How much money do migrants get paid to go back? This is difficult information to get out of IOM, but in West Africa it’s $300 to get on the plane and possibly another $1,000 if you stay in your country for 3 months following your deportation. In Greece and Niger, IOM is just one cog in the wheel of a multi-million dollar interception, detention and deportation program used to stop people from reaching the EU. Obviously, these programs must look very attractive to the US government right about now. But note that IOM programs only account for a fraction of the true cost of deportation.
And how does IOM feel about all this? Well, they go to sleep every night on a huge, soft cushion of donor money. IOM’s budget is now close to $1 billion dollars. Now, much of IOM’s budget goes towards much needed humanitarian response programs, including assisting with refugee resettlement and return in cooperation with UNHCR. But that said, the budget for migrant deportation has jumped by $50 million to just under a whopping $250 million for 2018.

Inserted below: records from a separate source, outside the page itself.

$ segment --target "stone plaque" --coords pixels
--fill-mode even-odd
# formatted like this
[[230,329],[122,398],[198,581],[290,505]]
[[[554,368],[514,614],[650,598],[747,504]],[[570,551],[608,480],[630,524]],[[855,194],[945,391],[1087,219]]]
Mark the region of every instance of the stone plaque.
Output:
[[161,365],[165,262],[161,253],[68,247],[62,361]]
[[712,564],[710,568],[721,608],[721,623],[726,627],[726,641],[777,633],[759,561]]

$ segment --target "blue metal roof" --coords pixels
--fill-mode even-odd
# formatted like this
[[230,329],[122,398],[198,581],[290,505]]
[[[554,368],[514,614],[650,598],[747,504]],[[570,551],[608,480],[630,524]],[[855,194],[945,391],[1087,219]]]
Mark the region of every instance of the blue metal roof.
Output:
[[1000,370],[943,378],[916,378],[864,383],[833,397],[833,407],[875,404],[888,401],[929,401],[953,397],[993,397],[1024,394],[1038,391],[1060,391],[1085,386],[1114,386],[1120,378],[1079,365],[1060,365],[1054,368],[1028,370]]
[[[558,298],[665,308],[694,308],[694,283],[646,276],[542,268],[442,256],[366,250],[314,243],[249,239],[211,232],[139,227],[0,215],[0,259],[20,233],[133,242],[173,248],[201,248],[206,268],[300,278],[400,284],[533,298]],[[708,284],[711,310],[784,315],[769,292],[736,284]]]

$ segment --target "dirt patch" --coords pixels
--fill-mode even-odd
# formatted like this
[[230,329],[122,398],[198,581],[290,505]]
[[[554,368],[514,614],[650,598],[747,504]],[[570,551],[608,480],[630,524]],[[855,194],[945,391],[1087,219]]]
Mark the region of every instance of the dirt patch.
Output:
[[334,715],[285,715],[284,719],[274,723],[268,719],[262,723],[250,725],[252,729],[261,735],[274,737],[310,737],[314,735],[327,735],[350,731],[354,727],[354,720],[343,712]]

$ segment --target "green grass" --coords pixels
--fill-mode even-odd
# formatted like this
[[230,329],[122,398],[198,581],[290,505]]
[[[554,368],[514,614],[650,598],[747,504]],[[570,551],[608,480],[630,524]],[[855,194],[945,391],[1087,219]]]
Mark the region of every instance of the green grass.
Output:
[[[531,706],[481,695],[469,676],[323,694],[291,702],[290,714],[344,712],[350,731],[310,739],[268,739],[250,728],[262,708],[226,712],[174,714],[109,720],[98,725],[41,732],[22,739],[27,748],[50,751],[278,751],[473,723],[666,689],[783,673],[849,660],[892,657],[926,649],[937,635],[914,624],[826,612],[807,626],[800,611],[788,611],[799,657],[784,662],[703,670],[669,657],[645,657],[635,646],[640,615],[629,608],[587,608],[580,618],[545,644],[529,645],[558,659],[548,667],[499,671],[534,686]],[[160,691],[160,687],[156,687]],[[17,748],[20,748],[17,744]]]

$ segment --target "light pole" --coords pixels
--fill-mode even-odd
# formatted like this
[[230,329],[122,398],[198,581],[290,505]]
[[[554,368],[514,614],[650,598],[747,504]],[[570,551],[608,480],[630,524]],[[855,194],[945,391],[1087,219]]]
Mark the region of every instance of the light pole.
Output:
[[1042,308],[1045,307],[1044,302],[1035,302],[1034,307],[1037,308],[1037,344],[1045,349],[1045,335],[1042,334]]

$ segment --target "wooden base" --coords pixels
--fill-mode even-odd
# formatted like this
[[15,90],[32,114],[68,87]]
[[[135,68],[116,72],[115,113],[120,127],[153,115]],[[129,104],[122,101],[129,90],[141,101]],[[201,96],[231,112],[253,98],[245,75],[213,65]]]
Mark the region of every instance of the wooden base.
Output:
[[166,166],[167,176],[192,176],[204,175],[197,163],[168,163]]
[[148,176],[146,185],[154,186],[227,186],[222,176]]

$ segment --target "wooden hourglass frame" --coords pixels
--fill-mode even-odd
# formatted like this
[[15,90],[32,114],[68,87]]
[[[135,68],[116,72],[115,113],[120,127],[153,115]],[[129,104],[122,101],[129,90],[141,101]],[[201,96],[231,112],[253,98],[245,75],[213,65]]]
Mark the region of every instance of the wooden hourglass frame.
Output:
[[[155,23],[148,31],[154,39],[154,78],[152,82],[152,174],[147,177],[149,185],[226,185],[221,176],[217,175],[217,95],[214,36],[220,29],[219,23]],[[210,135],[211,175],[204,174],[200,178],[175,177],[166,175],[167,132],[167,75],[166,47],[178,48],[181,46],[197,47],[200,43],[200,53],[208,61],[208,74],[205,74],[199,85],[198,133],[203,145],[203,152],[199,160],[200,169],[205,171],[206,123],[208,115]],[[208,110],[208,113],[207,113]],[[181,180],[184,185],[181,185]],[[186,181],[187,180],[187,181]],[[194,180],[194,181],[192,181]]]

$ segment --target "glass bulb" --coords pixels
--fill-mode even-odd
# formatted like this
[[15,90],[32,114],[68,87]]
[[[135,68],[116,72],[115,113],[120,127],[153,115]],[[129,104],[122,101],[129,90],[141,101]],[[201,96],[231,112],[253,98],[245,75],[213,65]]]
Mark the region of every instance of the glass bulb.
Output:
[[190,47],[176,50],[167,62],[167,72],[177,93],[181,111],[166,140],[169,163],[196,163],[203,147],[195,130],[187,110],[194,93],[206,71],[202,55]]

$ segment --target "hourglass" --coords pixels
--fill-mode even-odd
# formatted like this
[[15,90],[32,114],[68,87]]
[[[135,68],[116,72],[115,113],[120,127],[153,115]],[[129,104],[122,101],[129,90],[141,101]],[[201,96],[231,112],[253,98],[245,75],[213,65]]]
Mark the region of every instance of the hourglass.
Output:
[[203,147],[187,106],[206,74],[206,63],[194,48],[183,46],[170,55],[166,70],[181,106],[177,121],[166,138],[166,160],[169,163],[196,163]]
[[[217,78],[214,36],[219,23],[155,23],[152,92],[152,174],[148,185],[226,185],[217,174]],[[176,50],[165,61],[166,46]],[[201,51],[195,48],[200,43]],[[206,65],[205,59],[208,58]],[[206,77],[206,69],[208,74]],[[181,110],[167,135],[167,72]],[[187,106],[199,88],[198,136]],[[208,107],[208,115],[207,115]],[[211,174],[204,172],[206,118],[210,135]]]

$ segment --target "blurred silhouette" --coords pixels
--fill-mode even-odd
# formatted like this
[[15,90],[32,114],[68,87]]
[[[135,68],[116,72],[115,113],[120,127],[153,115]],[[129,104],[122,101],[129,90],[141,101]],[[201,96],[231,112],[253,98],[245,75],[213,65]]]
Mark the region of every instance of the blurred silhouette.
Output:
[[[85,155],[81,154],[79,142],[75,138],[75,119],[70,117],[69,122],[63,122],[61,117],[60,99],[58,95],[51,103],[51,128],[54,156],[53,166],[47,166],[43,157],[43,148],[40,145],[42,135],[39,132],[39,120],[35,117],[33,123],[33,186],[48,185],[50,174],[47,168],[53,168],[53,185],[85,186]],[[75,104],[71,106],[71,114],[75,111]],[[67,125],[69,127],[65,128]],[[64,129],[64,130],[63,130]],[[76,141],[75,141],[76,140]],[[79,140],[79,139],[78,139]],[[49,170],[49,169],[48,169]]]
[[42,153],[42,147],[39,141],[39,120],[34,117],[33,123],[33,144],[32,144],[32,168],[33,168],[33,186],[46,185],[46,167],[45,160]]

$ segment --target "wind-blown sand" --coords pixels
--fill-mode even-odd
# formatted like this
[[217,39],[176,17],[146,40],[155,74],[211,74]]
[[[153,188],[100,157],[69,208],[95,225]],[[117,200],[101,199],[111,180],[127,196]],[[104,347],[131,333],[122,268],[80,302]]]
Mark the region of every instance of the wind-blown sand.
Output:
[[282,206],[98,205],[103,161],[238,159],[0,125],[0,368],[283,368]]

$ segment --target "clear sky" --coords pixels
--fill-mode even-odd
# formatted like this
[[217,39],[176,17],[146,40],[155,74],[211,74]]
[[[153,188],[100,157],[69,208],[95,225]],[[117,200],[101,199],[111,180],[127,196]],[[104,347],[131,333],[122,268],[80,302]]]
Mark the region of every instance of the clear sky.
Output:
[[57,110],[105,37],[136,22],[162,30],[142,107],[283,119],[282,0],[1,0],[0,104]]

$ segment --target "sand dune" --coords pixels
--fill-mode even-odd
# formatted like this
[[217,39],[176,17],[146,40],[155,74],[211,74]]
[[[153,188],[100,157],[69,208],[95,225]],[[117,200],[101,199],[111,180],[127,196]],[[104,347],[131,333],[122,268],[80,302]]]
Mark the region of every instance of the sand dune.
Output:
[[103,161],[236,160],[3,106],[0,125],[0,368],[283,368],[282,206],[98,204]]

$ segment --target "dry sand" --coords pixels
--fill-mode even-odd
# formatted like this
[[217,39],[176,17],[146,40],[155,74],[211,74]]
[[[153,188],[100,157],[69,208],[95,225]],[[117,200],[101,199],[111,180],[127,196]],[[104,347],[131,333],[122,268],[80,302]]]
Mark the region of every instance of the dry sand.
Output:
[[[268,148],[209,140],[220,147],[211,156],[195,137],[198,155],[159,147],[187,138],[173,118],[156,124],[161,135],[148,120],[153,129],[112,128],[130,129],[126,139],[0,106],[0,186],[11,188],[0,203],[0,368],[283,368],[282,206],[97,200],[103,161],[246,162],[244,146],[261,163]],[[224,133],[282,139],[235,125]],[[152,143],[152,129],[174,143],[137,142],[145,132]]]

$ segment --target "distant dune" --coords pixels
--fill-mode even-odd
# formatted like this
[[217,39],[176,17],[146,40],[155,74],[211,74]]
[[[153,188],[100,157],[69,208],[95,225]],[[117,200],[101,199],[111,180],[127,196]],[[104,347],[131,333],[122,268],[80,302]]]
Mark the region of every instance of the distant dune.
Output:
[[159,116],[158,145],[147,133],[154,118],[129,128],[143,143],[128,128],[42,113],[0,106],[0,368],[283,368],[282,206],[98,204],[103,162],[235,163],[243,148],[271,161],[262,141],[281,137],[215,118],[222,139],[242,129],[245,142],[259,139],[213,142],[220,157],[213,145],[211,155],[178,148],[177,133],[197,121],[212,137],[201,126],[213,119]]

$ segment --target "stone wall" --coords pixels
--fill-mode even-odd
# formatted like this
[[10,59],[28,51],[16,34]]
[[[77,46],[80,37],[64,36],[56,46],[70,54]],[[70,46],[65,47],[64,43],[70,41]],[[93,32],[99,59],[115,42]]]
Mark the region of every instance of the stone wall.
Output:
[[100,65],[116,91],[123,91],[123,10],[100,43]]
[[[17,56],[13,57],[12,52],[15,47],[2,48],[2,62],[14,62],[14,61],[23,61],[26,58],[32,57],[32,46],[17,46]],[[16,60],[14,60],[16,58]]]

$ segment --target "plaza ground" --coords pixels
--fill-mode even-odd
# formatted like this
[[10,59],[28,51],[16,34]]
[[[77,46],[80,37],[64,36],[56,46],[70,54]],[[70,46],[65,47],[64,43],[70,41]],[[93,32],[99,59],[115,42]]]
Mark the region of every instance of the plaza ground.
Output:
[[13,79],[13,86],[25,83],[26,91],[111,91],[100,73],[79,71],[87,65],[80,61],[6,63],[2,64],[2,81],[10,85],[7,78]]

The Problem with Letting IOM Deport You

What does all this mean for Central American migrants as individual people facing tough decisions? Know that when you choose to take part in an IOM deportation process, your information is being logged with IOM and shared with governments. IOM has stepped up their cooperation with biometrics screening and you will probably be registered as part of “assisted return.” How will this information be used in the future?
Every person in the migrant caravan should be aware of the following:
In essence, by agreeing to voluntary return before you have had a chance to claim asylum, you may be waiving your right to asylum in the future. Asylum courts have in the past stated that voluntary return to your country of origin weakens an asylum claim. IOM may tell you this is a “myth,” but in truth, they have no control over the US asylum system. They cannot give you any guarantees about how return might affect your future asylum claim. Because of this, make no mistake, being deported by IOM could jeopardize any asylum claim you might try to make in the future no matter what IOM says.
Globally, it is not yet clear how the information IOM gathers on returnees will be used. In Europe, the EU is aggressively using fingerprints and facial recognition software to identify and remove repeat asylum-seekers, people’s whose claims have already been rejected. I am not sure how information on “assisted returns” will be used in first time asylum claims.
Maybe a smart journalist can go and uncover this information.